I understand that people wouldn’t want to read the book due to it’s content and that doesn’t bother me at all. It’s quite easy to know from all the hype that if you do not like to read about sex, this book is completely wrong for you to pick up. No disputing that everyone has the right to read what they choose.
I can’t get into every topic that was covered with the book because this post would end up too long and you’d stopped reading.
But the topic that pissed me off the most was it being linked to domestic violence. I got no hint of domestic violence from this book. The article that was shared gave one spot early on in the book and was taken out of context when they put the quotes up. So if you just read the quotes, sure you can make it look like it’s domestic violence.
In fact, this 50 abusive moments has me wondering if they read anything except the points that they added. No context of what happened. Like number #41 where she’s not eating at the restaurant. Hmm, no mention about the fact that she has a bad habit of going days without eating and he’s not ok with her not taking her health serious. You can take any book about any topic and make it look bad or good depending on what bits you want to highlight.
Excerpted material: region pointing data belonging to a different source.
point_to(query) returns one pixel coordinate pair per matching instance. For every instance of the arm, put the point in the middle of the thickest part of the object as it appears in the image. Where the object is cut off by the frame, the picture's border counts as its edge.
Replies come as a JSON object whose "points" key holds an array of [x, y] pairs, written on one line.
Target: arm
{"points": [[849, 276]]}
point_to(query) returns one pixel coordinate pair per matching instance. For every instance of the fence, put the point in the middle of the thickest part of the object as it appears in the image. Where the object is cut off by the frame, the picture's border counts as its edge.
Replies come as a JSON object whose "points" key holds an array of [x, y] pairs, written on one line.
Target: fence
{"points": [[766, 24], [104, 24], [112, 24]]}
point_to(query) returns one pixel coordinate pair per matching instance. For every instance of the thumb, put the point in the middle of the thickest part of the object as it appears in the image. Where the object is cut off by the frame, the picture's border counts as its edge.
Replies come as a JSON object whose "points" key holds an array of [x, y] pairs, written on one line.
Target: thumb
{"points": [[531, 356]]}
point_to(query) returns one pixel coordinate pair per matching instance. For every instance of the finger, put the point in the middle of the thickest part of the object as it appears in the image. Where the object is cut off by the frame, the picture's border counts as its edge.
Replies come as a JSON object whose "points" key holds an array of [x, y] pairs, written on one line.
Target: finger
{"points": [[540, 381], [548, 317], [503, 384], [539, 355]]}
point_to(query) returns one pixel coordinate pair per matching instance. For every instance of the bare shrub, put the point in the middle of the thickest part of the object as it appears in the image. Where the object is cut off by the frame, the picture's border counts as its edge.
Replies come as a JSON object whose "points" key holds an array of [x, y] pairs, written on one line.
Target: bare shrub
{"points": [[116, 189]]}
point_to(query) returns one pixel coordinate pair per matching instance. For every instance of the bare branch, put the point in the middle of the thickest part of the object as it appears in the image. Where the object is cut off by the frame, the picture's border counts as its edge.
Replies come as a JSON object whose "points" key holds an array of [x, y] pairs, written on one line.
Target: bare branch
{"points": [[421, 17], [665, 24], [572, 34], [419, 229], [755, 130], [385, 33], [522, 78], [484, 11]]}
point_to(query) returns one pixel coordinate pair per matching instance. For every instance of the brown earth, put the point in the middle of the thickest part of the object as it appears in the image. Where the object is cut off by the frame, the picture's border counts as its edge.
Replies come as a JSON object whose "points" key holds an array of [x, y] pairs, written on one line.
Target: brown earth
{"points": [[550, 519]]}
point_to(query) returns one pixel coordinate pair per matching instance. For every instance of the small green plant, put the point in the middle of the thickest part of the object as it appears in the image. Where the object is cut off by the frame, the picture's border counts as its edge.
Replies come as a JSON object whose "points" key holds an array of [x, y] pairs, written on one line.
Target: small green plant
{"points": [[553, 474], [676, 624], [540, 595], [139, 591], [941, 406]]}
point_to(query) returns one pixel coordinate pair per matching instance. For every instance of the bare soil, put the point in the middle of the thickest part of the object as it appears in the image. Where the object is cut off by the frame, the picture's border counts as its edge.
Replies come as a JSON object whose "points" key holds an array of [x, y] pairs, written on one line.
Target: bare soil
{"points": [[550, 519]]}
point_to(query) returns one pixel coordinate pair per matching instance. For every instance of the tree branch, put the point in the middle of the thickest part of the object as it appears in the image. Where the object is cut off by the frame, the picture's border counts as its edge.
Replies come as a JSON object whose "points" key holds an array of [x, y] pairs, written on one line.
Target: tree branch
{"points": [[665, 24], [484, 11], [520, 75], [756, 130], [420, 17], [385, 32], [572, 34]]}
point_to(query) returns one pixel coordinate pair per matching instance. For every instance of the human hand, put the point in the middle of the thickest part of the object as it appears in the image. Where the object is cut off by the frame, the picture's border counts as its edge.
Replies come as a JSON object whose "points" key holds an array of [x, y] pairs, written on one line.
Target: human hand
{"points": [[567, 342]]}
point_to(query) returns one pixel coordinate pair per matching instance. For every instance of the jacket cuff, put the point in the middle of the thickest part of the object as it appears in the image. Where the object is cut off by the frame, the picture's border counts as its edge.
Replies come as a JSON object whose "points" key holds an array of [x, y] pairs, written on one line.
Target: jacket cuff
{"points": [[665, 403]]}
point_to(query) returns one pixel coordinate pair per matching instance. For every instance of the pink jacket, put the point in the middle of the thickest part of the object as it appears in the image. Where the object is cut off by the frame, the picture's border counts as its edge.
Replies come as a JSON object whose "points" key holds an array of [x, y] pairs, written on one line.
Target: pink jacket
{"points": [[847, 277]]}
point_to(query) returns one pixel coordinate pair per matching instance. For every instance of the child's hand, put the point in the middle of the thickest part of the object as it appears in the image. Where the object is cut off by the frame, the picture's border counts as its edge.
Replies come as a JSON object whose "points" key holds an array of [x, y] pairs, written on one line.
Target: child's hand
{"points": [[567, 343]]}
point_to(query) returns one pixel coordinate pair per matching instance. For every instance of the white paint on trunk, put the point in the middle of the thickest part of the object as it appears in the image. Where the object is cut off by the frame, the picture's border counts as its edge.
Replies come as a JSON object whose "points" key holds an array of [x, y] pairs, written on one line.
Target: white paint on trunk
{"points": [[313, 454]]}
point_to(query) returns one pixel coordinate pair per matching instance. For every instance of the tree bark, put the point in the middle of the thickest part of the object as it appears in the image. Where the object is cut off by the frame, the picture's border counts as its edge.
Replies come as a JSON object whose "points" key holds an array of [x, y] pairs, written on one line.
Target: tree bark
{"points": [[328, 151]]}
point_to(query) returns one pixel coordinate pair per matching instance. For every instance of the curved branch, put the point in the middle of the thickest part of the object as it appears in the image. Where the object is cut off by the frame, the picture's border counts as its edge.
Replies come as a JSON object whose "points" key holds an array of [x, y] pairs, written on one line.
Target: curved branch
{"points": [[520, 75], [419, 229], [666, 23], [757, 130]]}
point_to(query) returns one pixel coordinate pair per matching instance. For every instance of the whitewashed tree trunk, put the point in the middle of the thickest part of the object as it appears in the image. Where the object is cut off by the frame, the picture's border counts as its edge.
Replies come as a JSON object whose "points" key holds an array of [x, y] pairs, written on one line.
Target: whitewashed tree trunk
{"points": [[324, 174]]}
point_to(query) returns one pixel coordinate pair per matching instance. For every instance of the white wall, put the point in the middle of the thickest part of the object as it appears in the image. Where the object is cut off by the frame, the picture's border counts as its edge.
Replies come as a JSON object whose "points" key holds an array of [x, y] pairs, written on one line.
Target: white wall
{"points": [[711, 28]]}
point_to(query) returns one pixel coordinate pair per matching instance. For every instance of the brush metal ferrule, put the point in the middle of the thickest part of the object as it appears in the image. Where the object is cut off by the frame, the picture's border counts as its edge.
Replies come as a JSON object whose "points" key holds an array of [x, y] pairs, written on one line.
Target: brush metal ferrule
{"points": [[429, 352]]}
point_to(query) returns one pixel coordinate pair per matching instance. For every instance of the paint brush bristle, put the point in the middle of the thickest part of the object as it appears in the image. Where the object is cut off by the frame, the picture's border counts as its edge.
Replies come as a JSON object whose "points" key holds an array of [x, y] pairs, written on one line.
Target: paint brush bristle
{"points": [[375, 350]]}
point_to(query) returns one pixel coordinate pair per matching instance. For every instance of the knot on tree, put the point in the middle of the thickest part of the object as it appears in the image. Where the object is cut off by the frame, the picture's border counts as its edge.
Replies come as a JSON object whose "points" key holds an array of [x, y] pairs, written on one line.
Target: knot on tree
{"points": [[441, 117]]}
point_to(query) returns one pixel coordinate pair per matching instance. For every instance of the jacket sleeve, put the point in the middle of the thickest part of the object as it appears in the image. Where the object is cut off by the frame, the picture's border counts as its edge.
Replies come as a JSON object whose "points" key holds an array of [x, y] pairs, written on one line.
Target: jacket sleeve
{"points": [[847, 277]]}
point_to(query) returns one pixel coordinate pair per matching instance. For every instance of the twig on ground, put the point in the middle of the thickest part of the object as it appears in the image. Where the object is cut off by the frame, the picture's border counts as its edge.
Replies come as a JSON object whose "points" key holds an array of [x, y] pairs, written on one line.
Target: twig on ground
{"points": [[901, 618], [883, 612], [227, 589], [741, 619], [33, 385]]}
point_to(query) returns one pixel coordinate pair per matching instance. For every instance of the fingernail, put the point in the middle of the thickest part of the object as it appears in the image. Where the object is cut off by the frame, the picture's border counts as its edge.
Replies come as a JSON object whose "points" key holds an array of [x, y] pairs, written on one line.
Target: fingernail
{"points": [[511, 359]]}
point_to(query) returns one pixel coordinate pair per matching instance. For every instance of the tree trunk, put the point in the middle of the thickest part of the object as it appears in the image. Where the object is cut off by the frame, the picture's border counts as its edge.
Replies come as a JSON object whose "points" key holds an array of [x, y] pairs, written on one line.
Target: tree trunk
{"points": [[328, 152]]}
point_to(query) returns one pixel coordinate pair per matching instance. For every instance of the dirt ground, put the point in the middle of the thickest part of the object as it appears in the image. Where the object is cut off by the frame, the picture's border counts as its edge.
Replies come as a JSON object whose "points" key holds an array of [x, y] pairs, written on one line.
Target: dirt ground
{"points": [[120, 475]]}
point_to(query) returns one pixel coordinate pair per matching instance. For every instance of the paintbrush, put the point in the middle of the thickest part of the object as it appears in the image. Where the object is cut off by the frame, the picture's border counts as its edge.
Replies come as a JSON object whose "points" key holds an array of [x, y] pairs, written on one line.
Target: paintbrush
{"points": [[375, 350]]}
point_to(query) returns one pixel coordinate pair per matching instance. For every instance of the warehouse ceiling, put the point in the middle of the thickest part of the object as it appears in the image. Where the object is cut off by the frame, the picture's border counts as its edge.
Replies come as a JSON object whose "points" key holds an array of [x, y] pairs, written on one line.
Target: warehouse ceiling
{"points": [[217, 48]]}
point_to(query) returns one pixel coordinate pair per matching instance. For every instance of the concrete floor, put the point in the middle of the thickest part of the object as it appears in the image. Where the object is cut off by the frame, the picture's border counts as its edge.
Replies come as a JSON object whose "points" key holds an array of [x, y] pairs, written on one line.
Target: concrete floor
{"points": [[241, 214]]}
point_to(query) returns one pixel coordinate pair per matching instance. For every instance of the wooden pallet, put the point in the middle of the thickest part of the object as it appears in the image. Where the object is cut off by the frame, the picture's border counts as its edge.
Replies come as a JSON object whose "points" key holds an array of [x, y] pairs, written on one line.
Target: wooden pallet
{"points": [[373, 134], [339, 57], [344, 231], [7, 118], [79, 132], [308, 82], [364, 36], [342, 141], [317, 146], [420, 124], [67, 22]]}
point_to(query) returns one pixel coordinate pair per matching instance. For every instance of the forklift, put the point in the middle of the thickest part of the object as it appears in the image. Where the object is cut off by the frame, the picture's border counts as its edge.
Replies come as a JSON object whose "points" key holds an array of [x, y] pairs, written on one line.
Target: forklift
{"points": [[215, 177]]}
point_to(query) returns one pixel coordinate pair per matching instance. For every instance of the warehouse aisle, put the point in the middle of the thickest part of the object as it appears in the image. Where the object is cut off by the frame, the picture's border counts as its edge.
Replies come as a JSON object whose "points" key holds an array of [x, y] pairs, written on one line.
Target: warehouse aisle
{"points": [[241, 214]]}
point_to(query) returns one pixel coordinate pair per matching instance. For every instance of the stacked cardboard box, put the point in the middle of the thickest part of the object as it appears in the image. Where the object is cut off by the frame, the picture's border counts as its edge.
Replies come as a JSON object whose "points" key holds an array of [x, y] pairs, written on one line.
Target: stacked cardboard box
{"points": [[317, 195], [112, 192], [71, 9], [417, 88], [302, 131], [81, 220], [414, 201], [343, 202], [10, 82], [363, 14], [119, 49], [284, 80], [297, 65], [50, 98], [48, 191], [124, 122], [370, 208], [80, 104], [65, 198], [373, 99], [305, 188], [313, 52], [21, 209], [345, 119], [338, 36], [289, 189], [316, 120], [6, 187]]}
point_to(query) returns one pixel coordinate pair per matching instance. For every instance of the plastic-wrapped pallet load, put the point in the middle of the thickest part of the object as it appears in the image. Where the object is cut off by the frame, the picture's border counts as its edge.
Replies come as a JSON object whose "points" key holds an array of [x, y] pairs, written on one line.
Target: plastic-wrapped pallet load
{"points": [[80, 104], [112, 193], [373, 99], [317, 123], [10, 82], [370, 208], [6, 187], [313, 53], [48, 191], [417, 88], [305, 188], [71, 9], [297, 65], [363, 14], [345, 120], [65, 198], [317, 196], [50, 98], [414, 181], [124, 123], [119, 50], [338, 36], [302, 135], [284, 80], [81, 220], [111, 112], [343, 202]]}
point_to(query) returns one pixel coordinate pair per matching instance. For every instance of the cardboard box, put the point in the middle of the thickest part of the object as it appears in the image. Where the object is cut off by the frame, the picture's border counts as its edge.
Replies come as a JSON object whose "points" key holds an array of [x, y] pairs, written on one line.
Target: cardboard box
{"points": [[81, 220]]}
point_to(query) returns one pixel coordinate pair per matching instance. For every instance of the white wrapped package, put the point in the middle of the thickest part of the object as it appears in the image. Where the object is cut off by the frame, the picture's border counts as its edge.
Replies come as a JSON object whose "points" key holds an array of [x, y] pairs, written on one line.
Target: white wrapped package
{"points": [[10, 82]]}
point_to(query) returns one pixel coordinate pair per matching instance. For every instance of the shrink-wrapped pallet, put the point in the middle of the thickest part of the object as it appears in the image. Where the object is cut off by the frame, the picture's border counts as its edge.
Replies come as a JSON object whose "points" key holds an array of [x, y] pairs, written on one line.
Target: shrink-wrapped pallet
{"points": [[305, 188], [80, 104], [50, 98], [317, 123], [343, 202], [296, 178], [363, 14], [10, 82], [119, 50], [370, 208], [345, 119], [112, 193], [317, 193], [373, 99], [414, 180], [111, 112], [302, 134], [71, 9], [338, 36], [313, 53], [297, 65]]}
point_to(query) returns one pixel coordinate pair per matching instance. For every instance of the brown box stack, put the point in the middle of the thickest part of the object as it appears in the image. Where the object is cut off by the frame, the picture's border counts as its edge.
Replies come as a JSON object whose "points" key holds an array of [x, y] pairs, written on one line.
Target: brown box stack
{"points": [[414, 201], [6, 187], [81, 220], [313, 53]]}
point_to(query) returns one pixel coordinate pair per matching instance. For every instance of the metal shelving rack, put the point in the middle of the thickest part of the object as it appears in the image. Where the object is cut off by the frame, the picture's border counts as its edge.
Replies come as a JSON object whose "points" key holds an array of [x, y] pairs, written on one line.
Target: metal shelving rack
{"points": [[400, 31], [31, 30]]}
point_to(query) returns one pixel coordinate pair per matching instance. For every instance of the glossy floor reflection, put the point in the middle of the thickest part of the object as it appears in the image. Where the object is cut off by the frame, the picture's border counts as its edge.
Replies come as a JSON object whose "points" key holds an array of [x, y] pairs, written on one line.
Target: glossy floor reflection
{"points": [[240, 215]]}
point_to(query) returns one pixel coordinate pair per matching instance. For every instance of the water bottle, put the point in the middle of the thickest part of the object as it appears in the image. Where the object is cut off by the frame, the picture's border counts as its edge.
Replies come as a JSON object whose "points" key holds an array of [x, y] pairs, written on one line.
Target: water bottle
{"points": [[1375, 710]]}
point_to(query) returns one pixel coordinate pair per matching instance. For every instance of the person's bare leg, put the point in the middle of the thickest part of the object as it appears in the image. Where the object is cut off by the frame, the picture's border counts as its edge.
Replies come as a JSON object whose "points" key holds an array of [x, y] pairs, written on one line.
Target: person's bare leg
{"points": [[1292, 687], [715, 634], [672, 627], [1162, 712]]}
Just like watching reality tv shows. They edit the shows to make sure the characters are portrayed to be as dramatic as possible.
No, I would not be ok with a book that was glorifying domestic violence. It’s why I freaked out when I read the last book in the Twilight trilogy. THAT honeymoon completely glorified domestic abuse.
This book is porn. There’s no argument there. It’s not good porn, but that’s not the point. I’m surprised that it matters to so many that they stand on their soapbox and proclaim loudly that they don’t read or watch stuff like that. Ok, good for you. Doesn’t bother me.
But spouting that it’s for godly reasons? oh boy. Let’s talk about that just a tiny bit.
I’m not a religious person. I have my beliefs and I have my relationship with my higher power(s). I respect the fact that religion is very important to a lot of people and it doesn’t bother me that it’s important and really does help them.
I can respect that you find porn disrespectful to your marriage. But, I can’t respect it when you say it’s because it causes feelings you shouldn’t have and sets up unrealistic expectations of sex and relationships.
I feel chickflicks are way more damaging to women as it sets unrealistic expectations for relationships. What feelings are these chickflick movies arousing? Doesn’t a chickflick get your emotions and juices flowing so you want to be with your husband? Why is ok for a chickflick to incite those feelings, but if its porn it’s wrong? I’ve seen plenty of women talk about who they like to see as eye candy on the screen for their chickflicks, but that’s ok? Double standards piss me off.
It seems like many communities used this book as a soapbox. Even the BDSM community seems to have been up at arms about it. This book wasn’t about BDSM. As my friend said, it wasn’t a manual for how to have a BDSM relationship. I don’t know a single person that thought this is how the BDSM community operates because they read this book.
To me the point of the books was she also wasn’t his type. He always had more feelings for her than just sexual. She rocked him emotionally and he broke all his own rules. That to me was the point. He didn’t know how to deal with emotion. He wanted everything nicely organized so he could control it. He couldn’t control her and that made him more drawn to her.
But the fact that I’m arguing the point of such a poorly written book is absurd. I mean truly laughable. It proves to me that I’m letting things get to me that shouldn’t be. That I’ve got to get off social media and back to here and other biz.